There is currently no robust estimate of the global whale shark population. The species is considered endangered by the IUCN due to the impacts of fisheries, by-catch losses, and vessel strikes, combined with its long lifespan and late maturation In June 2018 the New Zealand Department of Conservation classified the whale shark as “Migrant” with the qualifier “Secure Overseas” under the New Zealand Threat Classification System. It is listed, along with six other species of sharks, under the CMS Memorandum of Understanding on the Conservation of Migratory Sharks in 1998, the Philippines banned all fishing, selling, importing, and exporting of whale sharks for commercial purposes,followed by India in May 2001, and Taiwan in May 2007.
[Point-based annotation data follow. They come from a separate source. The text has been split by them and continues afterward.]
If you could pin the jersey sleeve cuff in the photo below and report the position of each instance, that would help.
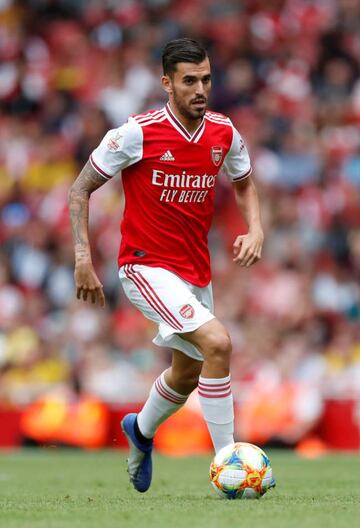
(243, 176)
(96, 167)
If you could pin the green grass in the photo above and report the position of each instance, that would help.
(61, 489)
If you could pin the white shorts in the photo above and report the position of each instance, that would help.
(174, 304)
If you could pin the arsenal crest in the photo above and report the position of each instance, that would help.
(216, 155)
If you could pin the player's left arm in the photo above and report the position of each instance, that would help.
(247, 248)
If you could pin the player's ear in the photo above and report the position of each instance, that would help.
(166, 84)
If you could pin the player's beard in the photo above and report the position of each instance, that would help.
(190, 113)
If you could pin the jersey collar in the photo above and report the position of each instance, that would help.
(193, 138)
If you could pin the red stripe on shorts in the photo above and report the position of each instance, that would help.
(149, 297)
(155, 296)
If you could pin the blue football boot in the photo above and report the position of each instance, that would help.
(139, 461)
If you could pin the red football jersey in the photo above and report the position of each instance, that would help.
(169, 178)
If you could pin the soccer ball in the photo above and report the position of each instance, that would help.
(241, 471)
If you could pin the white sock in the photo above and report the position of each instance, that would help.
(218, 409)
(161, 403)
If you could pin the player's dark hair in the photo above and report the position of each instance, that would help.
(182, 50)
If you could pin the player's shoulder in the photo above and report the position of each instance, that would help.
(217, 118)
(149, 118)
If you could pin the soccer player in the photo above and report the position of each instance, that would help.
(169, 160)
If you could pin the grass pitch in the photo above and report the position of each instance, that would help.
(51, 488)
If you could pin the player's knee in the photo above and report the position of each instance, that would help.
(218, 347)
(186, 381)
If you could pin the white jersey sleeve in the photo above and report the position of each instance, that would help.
(237, 162)
(120, 148)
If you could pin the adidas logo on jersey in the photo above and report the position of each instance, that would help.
(167, 156)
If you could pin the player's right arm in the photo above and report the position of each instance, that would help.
(87, 283)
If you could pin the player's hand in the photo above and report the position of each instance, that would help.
(88, 286)
(247, 248)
In 2010, the Gulf of Mexico oil spill resulted in 4,900,000 barrels (780,000 m3) of oil flowing into an area south of the Mississippi River Delta, where one-third of all whale shark sightings in the northern part of the gulf have occurred in recent years. Sightings confirmed that the whale sharks were unable to avoid the oil slick, which was situated on the surface of the sea where the whale sharks feed for several hours at a time. No dead whale sharks were found. This species was also added to Appendix II of the Convention on International Trade in Endangered Species of Wild Fauna and Flora (CITES) in 2003 to regulate the international trade of live specimens and its parts. Hundreds of whale sharks are illegally killed every year in China for their fins, skins, and oil.